Der Hauptturm des alten Rathauses enthielt im unteren Teil das Ratsarchiv und darüber das durch eine starke eicherne Tür verschließbare Stadtgefängnis, das man im Volke "Die Gans" nannte. Die spärlich beleuchtete und ausgestattete Zelle hat im Laufe der Zeit auch eine Anzahl sehr angesehener Zittauer Bürger beherbergt, wie die Chroniken berichten... Außer "Der Gans" wurden in Zittau als Gefängnis noch "Der Wolf", die "Alte Schuldkammer" sowie die sogenannte "Büttelei" (das "Polizeigefängnis") zum "Verstricken" gebraucht.


Die wichtigste Einrichtung des alten Rathauses war aber ohne Zweifel die Weinstube und der geräumige Weinkeller, deren Erlöse allein dem Rat zugute kamen, denn der Weinschank war im Mittelalter und der beginnenden Neuzeit ein ausschließliches Ratsprivileg. Deshalb traf der Oberlausitzer Pönfall von 1547 den Zittauer Rat auch besonders hart, als ihm der böhmische König Ferdinand I das Weinschankprivileg entzog. Es konnte erst später mit hohem Aufwand an Geld zurückerworben werden.
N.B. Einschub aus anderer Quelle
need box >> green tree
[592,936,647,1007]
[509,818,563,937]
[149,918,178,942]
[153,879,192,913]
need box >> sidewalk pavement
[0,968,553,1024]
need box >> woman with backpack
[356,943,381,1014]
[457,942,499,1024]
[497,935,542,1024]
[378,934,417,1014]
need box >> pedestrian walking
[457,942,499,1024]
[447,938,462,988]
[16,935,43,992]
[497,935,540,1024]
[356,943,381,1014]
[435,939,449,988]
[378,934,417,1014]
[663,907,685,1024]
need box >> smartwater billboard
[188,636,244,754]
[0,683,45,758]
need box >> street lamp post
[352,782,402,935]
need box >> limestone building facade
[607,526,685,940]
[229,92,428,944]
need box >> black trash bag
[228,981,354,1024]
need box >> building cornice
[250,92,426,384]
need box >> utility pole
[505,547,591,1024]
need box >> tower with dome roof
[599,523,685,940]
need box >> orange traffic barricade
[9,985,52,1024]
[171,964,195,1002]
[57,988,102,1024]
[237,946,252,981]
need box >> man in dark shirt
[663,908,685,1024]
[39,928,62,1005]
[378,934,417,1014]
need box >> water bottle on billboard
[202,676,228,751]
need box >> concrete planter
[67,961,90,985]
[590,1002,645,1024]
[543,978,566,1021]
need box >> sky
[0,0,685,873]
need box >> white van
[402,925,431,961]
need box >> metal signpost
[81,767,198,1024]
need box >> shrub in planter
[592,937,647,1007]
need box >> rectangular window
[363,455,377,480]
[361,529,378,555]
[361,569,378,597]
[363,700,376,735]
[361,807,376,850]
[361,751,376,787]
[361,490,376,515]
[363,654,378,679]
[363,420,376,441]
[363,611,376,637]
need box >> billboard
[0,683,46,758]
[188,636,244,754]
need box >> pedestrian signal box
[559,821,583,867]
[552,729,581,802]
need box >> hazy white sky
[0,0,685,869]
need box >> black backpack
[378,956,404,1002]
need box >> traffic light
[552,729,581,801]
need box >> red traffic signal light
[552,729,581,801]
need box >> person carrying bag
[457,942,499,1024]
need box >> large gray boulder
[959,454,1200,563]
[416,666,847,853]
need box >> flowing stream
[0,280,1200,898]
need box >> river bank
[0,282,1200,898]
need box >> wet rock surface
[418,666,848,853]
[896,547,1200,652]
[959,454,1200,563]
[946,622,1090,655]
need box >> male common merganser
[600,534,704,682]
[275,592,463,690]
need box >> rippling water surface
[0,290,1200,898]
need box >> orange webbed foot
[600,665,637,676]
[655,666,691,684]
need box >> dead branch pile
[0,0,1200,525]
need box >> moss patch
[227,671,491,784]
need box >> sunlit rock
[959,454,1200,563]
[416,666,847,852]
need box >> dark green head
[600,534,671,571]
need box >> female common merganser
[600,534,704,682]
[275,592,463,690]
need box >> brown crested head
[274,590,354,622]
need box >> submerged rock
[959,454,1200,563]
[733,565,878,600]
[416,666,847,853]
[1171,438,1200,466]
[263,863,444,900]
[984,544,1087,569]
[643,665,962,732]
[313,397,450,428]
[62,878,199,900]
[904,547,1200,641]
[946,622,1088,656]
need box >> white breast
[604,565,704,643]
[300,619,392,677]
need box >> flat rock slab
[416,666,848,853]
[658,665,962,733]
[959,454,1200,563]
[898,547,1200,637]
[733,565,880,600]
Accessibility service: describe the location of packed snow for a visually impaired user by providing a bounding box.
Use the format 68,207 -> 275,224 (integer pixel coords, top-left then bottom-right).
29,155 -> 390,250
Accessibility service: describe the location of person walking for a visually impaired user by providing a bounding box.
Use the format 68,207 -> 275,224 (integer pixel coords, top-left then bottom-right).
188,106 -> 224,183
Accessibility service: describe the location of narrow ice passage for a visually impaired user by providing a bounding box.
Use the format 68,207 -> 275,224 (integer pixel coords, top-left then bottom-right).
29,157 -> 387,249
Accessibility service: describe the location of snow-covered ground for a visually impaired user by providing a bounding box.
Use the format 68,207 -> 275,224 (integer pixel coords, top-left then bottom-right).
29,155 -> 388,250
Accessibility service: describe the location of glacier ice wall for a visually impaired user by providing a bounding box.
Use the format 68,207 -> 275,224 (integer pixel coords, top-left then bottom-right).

Zwischenzeitlich hat man sich deshalb mit Bier begnügen müssen (dem Bürgergetränk jener Zeit), zu dessen Lagerung große und tiefe Keller unter dem Rathaus und den Bierhöfen der Bürgerhäuser angelegt wurden. Diese zahlreichen Keller bilden noch heute unter der Stadt eine geheimnisvolle Welt für sich und wurden nach und nach untereinander verbunden. Einen besonders Eindrucksvollen kann man z.B. im Blumengeschäft Waurick in der Johannisstraße bewundern. Einfach mal hingehen, einen Blumenstrauß und einen Wahnsinns-Räucherkäse kaufen und mal dezent fragen, ob man mal den Keller besichtigen darf. Es lohnt sich... Sie können es mir glauben.